West Springfield Mayor William Reichelt swears in Jay Gearing as police chief in a ceremony June 28 at Town Hall.

Reminder Publishing photo by Tyler Lederer

WEST SPRINGFIELD — After four and a half years as police chief and 28 years on the force, Paul Connor has retired. In his place, Mayor William Reichelt last month appointed former detective Capt. Jay Gearing.

Gearing began his new position on June 28 after a swearing-in ceremony in the Justin Morgan Auditorium at Town Hall.

“It feels good,” said Gearing, after the ceremony. “Leading up to this was many emotions rolled into one. To have this completed feels good and I’m ready to move forward.”

Laurie Gearing affixes a badge onto her husband Jay Gearing’s uniform after he is sworn in as police chief.
Reminder Publishing photo by Tyler Lederer

Reichelt appointed him after receiving a positive recommendation from the Police Commission. He was one of several candidates recommended by Connor, who looked within the department for people to promote.

Reichelt said he was “someone that would do a good job with Chief Connor’s legacy and lead the department.” He also has good relationships with the public and with the officers, and has experience in West Springfield policing, Reichelt said.

Like Connor, Gearing has been on the force 28 years. He worked 17 years in the detective bureau, climbing the ranks from detective to detective sergeant to detective captain, before becoming police chief.

As chief, Gearing said his main goal is to continue in the same direction as Connor, in particular when it comes to community relations. Connor, he said, opened up lines of communication with the community that he wants to preserve.

He also wants to tackle the department’s recruiting difficulties. Police work, he said, is not as popular as it once was, due to “public perception.”

“We’ve been portrayed in particular ways,” he said.

“Luckily, we don’t see that here in West Springfield,” he said. “We get great support from the administration and our community as a whole.”

He also said he’s looking for more diverse recruits.

“I want a better representation of our community,” he said. “Right now, our school system speaks 50 to 60 different languages, so I think the sky’s the limit.”

Once the staff levels are high enough, Gearing said, he wants to expand the traffic bureau and bring back the community policing unit.

“We’ve got to get back to the face-to-face interactions with the community, not just the cruiser driving by on the street,” he said.

Gearing agreed that the department needed a new police station, saying West Springfield is one of the last towns in the region that still hosts its police offices in its town hall. Connor previously told Reminder Publishing that the current police headquarters was outdated and, in some areas, decrepit. A new one, he said, would bring in new technology, help with recruitment and improve department morale.

Gearing was sworn in during a standing-room-only ceremony in the hall where the Town Council and School Committee meet. Reichelt gave a speech thanking Connor for his service and Gearing for stepping up to the plate.

“I have full faith in soon-to-be-Chief Gearing,” he said.

In his speech, Connor said Gearing was fit for the job due to his calm demeanor, people skills, humility and “articulate” speech in the face of stress.

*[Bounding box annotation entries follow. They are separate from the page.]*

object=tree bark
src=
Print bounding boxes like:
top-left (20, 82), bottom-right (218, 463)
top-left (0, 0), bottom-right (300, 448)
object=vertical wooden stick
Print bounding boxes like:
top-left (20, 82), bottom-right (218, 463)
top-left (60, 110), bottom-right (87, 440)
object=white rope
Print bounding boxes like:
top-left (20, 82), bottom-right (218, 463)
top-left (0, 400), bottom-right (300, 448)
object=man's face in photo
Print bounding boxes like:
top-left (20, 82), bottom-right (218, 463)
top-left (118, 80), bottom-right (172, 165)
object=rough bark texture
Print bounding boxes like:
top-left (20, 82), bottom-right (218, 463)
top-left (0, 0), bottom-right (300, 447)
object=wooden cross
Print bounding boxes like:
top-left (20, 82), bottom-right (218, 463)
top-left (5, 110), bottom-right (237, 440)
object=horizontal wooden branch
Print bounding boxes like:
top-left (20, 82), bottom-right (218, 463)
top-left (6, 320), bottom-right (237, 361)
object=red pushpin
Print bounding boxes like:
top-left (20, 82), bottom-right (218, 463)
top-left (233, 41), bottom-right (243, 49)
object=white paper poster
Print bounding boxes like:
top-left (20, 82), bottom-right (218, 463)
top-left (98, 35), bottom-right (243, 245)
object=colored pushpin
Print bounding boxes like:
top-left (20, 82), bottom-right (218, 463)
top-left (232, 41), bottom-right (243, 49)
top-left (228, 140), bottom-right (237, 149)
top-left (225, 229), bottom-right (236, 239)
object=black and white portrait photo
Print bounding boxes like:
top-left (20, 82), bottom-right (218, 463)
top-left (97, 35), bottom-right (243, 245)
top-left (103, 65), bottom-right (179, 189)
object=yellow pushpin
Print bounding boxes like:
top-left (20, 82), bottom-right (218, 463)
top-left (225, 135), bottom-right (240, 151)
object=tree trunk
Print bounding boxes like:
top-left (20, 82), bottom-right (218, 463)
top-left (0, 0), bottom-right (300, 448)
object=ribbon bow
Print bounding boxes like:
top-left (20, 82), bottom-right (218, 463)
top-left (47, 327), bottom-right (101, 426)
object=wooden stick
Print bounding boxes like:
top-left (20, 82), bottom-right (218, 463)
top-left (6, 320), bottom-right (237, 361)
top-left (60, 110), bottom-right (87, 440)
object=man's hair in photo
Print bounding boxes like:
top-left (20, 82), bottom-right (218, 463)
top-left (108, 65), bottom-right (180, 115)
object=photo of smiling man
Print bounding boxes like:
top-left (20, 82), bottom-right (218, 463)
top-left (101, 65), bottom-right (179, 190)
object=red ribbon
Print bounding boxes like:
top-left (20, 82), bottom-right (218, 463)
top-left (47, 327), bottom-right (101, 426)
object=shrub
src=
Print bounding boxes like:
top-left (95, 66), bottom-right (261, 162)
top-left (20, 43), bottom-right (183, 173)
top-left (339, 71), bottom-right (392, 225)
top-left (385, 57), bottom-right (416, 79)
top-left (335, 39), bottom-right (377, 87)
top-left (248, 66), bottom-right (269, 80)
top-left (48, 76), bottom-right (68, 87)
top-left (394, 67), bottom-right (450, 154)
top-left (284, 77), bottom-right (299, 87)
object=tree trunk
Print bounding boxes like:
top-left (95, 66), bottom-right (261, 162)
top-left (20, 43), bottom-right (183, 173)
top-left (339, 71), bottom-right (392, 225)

He thanked Gearing for his loyalty, guidance and friendship, and said he will have support from the force.

Connor gave Gearing advice he received from former chiefs, like to keep an eye on the budget, learn from others’ mistakes, and not forget where he came from. Some of his advice was tongue-in-cheek.

“If you see a light at the end of the tunnel after a crisis, it’s probably the light of a train coming your way,” he said.

Following this, Reichelt administered Gearing’s oath of office and Gearing’s wife Laurie fastened a police chief badge onto his uniform.

Gearing then gave his own speech, in which he said he took the job due to his love of the department.

“I love this job, also because of the men and women of this Police Department,” he said.

He also discussed the state of policing in 2024. He said officers needed to be sharper, smarter and more accurate than ever due to their every action being scrutinized and every sentence being recorded.

“Gone are the days when police simply need to serve and protect,” he said. “Now we must serve and protect with precision. West Springfield demands it, the district attorney’s office needs it and our integrity and honor requires the same,” he said.

However, he said this was not a detriment.

“I see this as law enforcement being better equipped and a reminder that our target moves constantly and we must remain fluid to meet this challenge head-on,” he said. “That’s not easy, I know, but the mantle of responsibility isn’t just a catchphrase. Police officer must accept this very responsibility knowing full well the never-ending demand.”

He also said one of West Springfield’s strengths is that it is a pro-police community.